Chinese AIDS Activist in Police Custody, Human Rights Group Confirms
Chinese AIDS activist Wan Yanhai, who has been missing for about two weeks, is being held by police on "suspicion of revealing 'state secrets,'" the New York-based human rights group Human Rights in China said yesterday, the Los Angeles Times reports. The group said that a friend of Wan's was told that Wan was being held by the Ministry of State Security (Chu, Los Angeles Times, 9/6). Fellow AIDS activist Hu Jia would not reveal how he learned of Wan's detention by the federal agency. Hu said that Wan was being held for revealing the contents of an AIDS report prepared last month by the government of the rural province of Henan, which has been particularly hard hit by the diseases due to unsafe blood collecting practices in the 1990s (Bodeen, Associated Press, 9/6). Wan was a key figure in exposing through a Web site the connection between unsafe blood collection practices and HIV infections in Henan between 1994 and 1997. He also ran an AIDS group called the AIDS Action Project, which friends say Chinese authorities "forced" to leave its offices in Beijing earlier this summer (Kaiser Daily HIV/AIDS Report, 8/29).
Silencing Critics
Hu said that the detention stemmed from an overall effort by the government to silence dissidents before a Communist Party congress in November. "I think they wanted to shut him up, but didn't realize how well known he was or how concerned and sympathetic people are about the AIDS problem," he added.
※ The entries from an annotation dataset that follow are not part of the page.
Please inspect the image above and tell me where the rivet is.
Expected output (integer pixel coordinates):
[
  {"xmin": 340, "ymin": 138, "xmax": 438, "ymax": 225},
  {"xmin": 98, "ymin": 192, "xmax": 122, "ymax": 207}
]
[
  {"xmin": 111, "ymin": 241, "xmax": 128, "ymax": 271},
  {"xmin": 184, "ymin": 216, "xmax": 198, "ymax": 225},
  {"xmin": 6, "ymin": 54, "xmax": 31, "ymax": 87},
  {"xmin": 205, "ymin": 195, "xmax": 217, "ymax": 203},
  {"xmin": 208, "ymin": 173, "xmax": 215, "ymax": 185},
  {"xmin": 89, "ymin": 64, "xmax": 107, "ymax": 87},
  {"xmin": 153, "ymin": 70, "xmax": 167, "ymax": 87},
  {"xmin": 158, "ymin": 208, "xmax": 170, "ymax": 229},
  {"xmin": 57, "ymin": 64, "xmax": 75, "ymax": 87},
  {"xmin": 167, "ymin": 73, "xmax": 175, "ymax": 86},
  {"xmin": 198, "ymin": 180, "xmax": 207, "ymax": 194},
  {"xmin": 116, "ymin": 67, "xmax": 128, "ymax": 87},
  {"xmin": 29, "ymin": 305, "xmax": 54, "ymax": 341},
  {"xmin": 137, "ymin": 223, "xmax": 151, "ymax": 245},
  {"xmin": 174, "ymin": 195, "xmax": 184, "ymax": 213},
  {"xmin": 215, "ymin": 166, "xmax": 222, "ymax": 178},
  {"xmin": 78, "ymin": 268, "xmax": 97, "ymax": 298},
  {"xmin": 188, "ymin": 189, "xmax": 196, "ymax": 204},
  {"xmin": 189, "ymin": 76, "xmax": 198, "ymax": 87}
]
In the last year, Chinese officials have begun to acknowledge the country's AIDS problem, but "remai[n] deeply suspicious" of activists, the Associated Press reports (Associated Press, 9/6). Qi Xiaoqiu, head of the Health Ministry's Department of Disease Control, said he had "no knowledge" of where Wan was, and denied that the government had withheld information on HIV/AIDS or detained individuals for disseminating such information. He noted that there is "already a variety of published information" on the disease. However, he added that if advocacy groups are not registered, "they have to be dealt with according to the law" (Ansfield, Reuters, 9/6).